- Genre: Reality, documentary, drama
- Created by: Rasha Drachkovitch
- Developed by: 44 Blue Productions
- Country of origin: United States
- Original language: English
- No. of seasons: 25
- No. of episodes: 237 (list of episodes)

Original release
- Network: MSNBC
- Release: June 4, 2005 – February 11, 2017

= Lockup (TV series) =

American prisons documentary series (2005–2017)

Lockup is a prison documentary series, produced by 44 Blue Productions, which airs on MSNBC. Titles within the franchise include Lockup: Raw, Lockup: World Tour, Lockup: Extended Stay, Lockup: Disturbing the Peace, Lockup: Special Investigation, and Life After Lockup.

==Overview==
The various Lockup series explore jail and prison facilities throughout the United States, profiling inmates, incidents, and prison operations. A typical episode usually follows one or two inmates as they attend disciplinary hearings, receive visits from family, and interact with other inmates. In some episodes, inmates are provided with personal video cameras ("inmate cams") to use in their cells for recording their thoughts.
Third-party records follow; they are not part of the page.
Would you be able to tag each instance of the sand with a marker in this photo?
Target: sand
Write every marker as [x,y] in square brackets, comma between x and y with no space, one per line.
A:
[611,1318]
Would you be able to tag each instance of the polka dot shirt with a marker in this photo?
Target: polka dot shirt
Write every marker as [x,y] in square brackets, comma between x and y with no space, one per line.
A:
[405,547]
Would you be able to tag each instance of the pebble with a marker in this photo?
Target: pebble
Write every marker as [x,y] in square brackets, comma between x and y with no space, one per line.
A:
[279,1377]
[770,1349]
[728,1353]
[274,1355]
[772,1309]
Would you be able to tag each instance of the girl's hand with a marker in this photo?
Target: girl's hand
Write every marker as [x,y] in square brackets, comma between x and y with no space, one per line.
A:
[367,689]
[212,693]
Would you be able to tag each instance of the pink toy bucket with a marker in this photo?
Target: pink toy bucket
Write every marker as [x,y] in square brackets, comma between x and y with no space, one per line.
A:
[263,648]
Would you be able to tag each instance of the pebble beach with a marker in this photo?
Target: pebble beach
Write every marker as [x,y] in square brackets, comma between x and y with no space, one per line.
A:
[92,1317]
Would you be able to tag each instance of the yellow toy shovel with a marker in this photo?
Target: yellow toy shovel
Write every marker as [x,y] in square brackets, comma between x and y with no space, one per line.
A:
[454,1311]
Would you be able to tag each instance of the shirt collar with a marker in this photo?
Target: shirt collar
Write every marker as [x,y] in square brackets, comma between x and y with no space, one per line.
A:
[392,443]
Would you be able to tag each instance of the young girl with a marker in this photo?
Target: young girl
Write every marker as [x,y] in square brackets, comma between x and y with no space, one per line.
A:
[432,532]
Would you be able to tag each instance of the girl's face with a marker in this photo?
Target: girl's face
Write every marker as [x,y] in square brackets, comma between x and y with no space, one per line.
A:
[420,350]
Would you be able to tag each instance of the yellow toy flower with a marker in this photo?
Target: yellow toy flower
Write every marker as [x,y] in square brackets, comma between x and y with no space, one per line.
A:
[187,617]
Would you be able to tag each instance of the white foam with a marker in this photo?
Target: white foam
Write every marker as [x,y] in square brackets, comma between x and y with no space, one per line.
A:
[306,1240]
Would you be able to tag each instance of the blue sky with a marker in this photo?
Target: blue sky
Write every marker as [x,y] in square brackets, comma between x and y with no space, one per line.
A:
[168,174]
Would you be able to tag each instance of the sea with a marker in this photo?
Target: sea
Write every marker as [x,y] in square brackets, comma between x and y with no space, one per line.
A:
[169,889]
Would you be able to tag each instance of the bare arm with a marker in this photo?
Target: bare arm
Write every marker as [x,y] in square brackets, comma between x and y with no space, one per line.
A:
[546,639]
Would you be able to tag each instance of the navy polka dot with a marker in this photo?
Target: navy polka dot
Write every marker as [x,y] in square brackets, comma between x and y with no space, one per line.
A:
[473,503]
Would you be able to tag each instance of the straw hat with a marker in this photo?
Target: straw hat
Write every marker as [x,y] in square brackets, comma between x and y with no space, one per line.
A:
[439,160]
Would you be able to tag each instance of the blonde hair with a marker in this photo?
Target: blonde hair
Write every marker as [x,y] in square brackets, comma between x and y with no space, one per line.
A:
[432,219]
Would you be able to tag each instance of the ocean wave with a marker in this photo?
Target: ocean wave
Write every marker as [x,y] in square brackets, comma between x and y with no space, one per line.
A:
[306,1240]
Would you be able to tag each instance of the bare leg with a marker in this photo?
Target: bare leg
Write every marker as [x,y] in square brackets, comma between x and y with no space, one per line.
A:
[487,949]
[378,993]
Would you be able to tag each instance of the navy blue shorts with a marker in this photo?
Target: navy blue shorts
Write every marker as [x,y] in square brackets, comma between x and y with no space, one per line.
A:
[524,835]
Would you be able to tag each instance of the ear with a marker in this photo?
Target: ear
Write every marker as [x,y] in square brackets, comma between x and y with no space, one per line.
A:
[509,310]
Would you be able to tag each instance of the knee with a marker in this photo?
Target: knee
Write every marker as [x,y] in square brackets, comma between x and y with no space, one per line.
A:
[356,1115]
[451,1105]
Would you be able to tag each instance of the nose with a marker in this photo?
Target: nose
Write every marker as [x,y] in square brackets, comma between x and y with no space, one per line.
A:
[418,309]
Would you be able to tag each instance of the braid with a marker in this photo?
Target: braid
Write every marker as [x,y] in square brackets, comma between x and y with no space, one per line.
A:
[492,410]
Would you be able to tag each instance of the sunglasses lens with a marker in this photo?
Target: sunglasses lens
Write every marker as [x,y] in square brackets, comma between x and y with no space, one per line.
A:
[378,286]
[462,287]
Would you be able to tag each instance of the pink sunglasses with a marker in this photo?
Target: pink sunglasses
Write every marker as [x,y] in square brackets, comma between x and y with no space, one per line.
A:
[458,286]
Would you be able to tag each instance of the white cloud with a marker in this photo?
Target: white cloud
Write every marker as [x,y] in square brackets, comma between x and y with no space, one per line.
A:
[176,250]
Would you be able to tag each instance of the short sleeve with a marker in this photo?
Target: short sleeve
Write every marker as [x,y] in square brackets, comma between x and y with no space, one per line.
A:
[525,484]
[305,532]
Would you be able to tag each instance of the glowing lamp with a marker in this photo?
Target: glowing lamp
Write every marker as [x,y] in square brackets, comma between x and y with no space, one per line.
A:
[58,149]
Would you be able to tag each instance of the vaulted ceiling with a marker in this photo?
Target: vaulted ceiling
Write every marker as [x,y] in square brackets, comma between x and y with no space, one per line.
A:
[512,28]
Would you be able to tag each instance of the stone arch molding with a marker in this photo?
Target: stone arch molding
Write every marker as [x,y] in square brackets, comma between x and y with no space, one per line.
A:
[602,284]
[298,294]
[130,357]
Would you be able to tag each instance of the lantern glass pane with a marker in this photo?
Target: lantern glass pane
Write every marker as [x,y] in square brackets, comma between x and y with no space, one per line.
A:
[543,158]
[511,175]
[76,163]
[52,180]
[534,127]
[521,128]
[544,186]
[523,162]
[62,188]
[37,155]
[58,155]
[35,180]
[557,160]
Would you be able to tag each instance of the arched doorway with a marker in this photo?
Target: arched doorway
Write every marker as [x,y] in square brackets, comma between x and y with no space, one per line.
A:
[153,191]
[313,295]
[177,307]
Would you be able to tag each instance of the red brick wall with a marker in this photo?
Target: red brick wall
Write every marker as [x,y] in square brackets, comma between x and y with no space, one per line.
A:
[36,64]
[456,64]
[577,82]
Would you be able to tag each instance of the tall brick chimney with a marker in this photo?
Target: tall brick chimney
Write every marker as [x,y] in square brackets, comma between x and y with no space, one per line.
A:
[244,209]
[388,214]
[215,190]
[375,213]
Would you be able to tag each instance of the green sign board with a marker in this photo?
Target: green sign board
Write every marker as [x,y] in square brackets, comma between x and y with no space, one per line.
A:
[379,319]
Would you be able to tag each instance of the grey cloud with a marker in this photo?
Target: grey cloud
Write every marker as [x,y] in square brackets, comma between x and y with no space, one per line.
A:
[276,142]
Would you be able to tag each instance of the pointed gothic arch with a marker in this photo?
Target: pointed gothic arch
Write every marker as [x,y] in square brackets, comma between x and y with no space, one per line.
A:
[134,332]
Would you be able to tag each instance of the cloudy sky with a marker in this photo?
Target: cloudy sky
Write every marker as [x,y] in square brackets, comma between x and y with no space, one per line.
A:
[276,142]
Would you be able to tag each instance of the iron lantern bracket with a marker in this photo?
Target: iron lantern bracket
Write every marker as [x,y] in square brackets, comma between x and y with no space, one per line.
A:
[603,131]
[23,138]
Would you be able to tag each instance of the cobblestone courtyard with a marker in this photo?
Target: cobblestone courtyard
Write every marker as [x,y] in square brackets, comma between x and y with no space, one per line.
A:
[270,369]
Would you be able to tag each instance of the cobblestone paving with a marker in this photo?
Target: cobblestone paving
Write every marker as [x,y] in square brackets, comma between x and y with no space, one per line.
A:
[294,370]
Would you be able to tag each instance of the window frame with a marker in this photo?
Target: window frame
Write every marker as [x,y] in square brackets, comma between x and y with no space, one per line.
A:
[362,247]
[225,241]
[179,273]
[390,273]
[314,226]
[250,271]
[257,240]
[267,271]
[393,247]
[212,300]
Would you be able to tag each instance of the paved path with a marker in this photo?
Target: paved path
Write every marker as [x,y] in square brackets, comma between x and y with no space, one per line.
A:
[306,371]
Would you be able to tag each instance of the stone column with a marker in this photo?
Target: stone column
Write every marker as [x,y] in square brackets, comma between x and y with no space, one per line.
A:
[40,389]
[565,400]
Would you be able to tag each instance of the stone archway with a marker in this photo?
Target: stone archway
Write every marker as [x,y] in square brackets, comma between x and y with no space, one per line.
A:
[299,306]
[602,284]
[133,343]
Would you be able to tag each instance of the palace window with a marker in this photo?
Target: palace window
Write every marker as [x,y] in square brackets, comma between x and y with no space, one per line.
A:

Titles within the franchise deal in specific areas as follows:

- Extended Stay – Blocks of episodes that each focus on a long-term visit to one prison
- World Tour – Visits to prisons in countries other than the United States
- Special Investigation – Focus on a specific aspect of the prison system, usually the juvenile justice system
- Life After Lockup – Inmates who have been released from prison and are trying to return to society
- Raw – Previously unaired footage from visits to various prisons, interspersed with comments from the production crew

Most episodes end with a 'recap', explaining what happened to a given inmate (or, on occasion, a staff member) months or years after the taping; subsequent episodes will frequently return to a given prison (and/or a given inmate) to revisit them several months later.

The cancellation of Lockup was announced on June 29, 2016, with the twenty-fifth season as the series' last after twelve years.